Bioinformatic analysis reveals key genes and pathways in aging brain of senescence-accelerated mice P8 (SAMP8)`.

Background Aging is a complex process accompanied with the decline of the different physiological functions. Numerous differentially expressed genes (DEGs) have been found in the aging brain of senescence-accelerated mouse P8 (SAMP8), however, it was challenging to screen out the crucial ones. Objective This study aimed to explore the crucial genes and pathways in aging brain of SAMP8 mice, which would be beneficial for understanding the pathogenesis of brain aging. Method Firstly, 430 genes that are differentially expressed in SAMP8 mice versus SAMR1 mice were obtained from 9 gene expression studies, and gene-gene network was constructed. Clustering analysis and topological analysis were used to single out the hub genes from this network. Secondly, pathway enrichment analysis was utilized to identify the key pathways from the 430 DEGs, and the DEGs in key pathways were considered as functional genes. Thirdly, the inner-network between hub genes and functional genes was constructed, and the key genes were predicted. Parts of the key genes were experimentally verified by quantitative real-time PCR (qRT-PCR), and the associated transcription factors (TFs) were predicted.
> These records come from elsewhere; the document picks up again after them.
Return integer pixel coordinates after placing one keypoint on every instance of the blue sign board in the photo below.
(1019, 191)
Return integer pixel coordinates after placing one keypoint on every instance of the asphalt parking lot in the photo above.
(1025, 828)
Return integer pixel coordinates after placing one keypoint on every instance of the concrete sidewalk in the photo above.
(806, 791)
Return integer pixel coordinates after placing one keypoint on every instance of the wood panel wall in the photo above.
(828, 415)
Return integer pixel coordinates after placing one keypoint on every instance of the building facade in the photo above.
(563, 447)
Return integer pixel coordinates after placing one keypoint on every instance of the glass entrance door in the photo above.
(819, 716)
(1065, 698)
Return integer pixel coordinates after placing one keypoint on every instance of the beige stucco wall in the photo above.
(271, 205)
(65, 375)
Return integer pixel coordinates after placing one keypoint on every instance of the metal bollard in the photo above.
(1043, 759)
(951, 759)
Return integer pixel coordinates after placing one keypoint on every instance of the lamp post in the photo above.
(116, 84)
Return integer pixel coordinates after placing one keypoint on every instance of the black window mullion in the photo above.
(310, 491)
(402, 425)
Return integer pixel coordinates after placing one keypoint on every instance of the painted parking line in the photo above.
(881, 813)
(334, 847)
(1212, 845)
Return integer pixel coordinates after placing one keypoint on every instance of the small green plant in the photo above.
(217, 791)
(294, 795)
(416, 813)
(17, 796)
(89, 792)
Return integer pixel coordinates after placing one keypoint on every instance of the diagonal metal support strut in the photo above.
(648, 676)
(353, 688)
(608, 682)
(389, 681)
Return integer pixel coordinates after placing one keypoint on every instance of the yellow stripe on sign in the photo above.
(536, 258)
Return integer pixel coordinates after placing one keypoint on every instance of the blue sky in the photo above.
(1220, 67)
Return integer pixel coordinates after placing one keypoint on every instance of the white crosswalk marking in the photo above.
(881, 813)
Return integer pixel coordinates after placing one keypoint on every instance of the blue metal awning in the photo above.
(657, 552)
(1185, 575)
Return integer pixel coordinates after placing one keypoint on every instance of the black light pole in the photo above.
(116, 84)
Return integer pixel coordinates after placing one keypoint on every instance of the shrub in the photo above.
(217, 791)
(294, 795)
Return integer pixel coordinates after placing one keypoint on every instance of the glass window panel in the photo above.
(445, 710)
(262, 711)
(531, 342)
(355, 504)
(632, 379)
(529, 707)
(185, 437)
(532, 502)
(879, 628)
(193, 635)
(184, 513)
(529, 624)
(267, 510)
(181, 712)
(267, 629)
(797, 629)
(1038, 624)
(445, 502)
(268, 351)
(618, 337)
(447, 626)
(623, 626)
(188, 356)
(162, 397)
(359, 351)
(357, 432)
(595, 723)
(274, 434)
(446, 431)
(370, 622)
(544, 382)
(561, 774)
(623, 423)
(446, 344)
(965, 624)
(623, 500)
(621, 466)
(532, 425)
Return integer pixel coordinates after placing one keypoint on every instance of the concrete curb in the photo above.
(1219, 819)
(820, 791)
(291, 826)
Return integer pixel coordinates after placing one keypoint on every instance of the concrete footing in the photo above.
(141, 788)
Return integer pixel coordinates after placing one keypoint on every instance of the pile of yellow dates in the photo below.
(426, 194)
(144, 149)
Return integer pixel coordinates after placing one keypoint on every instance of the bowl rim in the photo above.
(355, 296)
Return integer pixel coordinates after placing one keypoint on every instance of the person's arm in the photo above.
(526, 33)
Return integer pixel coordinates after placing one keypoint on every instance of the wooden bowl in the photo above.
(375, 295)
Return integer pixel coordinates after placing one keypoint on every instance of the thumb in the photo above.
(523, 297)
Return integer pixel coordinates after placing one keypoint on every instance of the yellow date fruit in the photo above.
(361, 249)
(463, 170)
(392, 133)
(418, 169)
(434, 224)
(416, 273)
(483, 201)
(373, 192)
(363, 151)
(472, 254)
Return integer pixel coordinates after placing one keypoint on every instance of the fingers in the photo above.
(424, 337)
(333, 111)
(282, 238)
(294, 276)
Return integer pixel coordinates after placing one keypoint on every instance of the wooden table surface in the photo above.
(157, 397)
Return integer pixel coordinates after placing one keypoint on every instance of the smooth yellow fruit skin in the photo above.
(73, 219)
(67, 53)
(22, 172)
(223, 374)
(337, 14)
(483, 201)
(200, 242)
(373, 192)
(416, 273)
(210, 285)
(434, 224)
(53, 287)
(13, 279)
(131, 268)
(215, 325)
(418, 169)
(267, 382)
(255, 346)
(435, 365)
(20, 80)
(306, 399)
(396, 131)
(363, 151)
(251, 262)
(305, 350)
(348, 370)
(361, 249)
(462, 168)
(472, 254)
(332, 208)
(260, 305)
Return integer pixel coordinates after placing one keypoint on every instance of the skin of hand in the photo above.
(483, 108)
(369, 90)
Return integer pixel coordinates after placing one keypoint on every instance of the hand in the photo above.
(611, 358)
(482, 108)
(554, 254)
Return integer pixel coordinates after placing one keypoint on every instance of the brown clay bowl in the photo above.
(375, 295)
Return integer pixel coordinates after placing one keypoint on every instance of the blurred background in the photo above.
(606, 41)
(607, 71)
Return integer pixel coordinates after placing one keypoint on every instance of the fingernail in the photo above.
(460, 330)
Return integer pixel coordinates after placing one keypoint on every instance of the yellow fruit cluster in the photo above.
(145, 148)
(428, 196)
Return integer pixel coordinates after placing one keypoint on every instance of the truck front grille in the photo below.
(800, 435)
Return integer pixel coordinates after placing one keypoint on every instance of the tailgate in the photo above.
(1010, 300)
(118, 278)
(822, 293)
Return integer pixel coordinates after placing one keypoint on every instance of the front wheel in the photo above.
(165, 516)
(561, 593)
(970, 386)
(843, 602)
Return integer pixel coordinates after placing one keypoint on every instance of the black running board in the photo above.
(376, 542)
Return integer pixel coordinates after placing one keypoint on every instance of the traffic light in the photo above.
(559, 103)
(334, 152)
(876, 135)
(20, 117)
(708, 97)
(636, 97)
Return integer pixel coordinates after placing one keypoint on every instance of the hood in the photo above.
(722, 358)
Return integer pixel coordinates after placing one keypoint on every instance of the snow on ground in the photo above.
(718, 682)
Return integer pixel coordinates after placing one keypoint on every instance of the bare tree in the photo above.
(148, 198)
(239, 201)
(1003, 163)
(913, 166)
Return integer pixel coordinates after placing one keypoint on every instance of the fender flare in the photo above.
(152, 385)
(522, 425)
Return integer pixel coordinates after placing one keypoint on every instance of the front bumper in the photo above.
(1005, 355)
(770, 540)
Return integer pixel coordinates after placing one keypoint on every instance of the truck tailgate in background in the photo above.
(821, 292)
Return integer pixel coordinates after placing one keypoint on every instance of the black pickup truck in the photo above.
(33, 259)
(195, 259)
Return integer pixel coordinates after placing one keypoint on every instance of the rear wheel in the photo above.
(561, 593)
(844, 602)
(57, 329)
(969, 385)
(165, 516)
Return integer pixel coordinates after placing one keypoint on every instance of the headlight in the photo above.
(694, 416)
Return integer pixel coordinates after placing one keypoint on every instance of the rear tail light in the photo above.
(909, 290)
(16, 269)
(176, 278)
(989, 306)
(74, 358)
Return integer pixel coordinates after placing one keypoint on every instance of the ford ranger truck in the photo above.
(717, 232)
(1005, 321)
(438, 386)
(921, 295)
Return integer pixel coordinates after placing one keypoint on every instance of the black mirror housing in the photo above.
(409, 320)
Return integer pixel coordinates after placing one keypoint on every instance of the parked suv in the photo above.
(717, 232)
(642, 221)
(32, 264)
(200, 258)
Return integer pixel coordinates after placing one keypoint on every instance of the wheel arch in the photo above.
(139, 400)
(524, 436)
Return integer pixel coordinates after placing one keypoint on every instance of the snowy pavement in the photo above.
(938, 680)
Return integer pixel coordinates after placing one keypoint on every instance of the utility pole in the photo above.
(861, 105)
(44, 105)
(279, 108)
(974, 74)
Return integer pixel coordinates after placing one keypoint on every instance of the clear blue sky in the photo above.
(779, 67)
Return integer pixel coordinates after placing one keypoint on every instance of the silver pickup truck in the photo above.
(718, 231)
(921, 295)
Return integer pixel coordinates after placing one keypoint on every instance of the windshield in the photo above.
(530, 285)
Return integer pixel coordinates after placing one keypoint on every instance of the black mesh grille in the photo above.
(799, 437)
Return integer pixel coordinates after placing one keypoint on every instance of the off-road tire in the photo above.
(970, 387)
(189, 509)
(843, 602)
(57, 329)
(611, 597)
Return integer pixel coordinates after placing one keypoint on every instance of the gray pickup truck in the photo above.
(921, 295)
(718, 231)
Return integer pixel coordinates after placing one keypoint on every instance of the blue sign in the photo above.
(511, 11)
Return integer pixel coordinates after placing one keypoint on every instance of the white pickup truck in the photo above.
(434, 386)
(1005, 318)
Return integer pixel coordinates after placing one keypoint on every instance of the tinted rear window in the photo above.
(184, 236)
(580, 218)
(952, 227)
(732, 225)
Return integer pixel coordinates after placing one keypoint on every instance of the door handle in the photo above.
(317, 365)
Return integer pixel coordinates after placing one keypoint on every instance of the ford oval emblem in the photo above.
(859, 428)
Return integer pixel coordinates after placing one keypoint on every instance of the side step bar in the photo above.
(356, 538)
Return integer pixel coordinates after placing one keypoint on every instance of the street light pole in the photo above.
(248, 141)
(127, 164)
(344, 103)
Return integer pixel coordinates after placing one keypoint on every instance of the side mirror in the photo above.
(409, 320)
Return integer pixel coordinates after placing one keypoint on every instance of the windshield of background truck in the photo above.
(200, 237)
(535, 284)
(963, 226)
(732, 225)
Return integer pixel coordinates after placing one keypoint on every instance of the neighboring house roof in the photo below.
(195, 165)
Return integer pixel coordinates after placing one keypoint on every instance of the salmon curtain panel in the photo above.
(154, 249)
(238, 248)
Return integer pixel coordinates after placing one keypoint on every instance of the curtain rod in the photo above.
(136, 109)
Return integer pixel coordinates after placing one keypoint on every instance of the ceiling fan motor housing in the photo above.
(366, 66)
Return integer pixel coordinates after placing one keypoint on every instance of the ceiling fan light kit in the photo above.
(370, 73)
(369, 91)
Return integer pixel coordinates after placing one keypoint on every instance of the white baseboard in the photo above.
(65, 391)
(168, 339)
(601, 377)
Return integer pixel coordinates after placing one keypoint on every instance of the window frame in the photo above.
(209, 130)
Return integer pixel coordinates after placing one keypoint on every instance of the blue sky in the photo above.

Results Our results revealed that 12 crucial genes might affect brain aging, including Trp53, Bcl2, Tnf, Casp9, Fos, Il6, Ptgs2, Il1b, Bdnf, Cdkn1a, Pik3c3, Rps6ka1, among which Casp9, Fos, Ptgs2, Cdkn1a, Pik3c3, and Rps6ka1 had been verified by qRT-PCR in 10-moth-old SAMP8 mice. Five functional groups including mitogen-activated protein kinase (MAPK) signaling pathway, neurotrophin signaling pathway, Hepatitis B, Alzheimer's disease and Oxytocin signaling pathway were significantly changed during aging process in SAMP8 mice. Two key transcription factors of c-Fos and C/EBPbeta were predicted by constructing a TF-target gene network. Conclusion These putative genes and pathways are closely related to brain senescence and our results would gain new insight into the pathogenesis of brain aging.